The remainder of this section introduces the concept of the communication chain from the production of speech to its exploitation. Recording specifications should be as goal-directed as possible, and therefore we distinguish between an ``ideal'' (task-independent) and a ``real-life'' (task-dependent) approach. Additionally, specific requirements are mentioned in the contexts of building speech corpora (Chapter 3) and speech assessment (Chapter 10).

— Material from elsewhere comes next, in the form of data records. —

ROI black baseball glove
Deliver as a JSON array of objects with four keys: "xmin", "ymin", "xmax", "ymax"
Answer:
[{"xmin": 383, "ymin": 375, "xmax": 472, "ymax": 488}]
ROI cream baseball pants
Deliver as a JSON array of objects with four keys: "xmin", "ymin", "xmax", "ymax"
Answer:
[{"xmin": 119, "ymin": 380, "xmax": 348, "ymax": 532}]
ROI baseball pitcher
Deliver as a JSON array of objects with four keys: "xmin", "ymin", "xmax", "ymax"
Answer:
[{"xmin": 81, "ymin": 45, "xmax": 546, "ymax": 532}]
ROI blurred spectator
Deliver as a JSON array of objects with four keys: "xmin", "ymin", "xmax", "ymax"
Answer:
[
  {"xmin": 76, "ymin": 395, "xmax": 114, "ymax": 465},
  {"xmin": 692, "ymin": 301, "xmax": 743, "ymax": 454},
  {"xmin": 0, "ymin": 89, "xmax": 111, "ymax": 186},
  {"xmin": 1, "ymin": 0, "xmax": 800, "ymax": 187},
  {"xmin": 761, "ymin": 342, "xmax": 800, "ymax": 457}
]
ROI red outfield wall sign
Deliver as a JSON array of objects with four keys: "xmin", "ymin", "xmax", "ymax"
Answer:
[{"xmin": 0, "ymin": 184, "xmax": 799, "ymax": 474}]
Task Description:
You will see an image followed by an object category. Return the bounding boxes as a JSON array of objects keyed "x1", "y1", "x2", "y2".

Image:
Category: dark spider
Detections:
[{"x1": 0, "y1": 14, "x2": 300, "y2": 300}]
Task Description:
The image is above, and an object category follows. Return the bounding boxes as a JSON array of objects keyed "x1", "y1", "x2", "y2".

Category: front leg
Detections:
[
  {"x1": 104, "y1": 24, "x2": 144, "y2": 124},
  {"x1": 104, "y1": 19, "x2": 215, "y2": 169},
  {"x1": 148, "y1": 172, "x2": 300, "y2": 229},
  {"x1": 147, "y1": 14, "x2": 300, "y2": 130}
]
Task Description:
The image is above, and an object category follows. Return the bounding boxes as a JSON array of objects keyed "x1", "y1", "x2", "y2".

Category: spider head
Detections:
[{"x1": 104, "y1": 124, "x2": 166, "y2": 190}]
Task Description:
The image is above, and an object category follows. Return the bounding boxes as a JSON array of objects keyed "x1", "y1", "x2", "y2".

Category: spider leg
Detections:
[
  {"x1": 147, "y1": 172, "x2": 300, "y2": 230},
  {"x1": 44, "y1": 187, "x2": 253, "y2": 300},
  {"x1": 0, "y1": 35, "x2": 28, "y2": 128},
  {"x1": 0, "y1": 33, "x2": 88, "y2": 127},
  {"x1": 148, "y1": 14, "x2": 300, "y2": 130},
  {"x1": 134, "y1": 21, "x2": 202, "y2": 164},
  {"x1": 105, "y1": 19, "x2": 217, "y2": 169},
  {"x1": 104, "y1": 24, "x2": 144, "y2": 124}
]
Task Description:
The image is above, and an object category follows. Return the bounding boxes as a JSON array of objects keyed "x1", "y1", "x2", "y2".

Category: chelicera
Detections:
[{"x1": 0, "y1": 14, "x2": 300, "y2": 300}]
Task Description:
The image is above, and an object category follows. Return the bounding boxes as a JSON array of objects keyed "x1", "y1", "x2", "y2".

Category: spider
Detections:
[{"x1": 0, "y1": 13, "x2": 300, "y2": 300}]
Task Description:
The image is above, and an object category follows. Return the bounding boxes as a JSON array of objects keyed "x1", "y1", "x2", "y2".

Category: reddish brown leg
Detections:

Section 8.2 presents the part of the basic terminology and common notations that a person working on speech data is likely to be confronted with. In Section 8.3 the human elements of the communication chain are investigated; here we start with the question of how a talker or listener can be characterised and how he should be selected for a specific task. Then the requirements on the minimum recording chain are presented in Section 8.4: what kind of microphone should be chosen, what are the influences of the recording environment and how we get the speech data, including optional parallel recordings capturing fundamental frequency, physiological data or mimics and gestures. Being more speaker-oriented, Section 8.5 deals with the conditioning of a speaker in a natural or artificial auditory and visual environment . In Section 8.6 and 8.7 the technical elements of the recording chain are investigated once more, focussing on linear or non-linear distortions and on reproducibility assurance procedures, respectively. The final section presents some tools for further task-specific processing of speech data, aiming at signal analysis, measurement, and conditioning.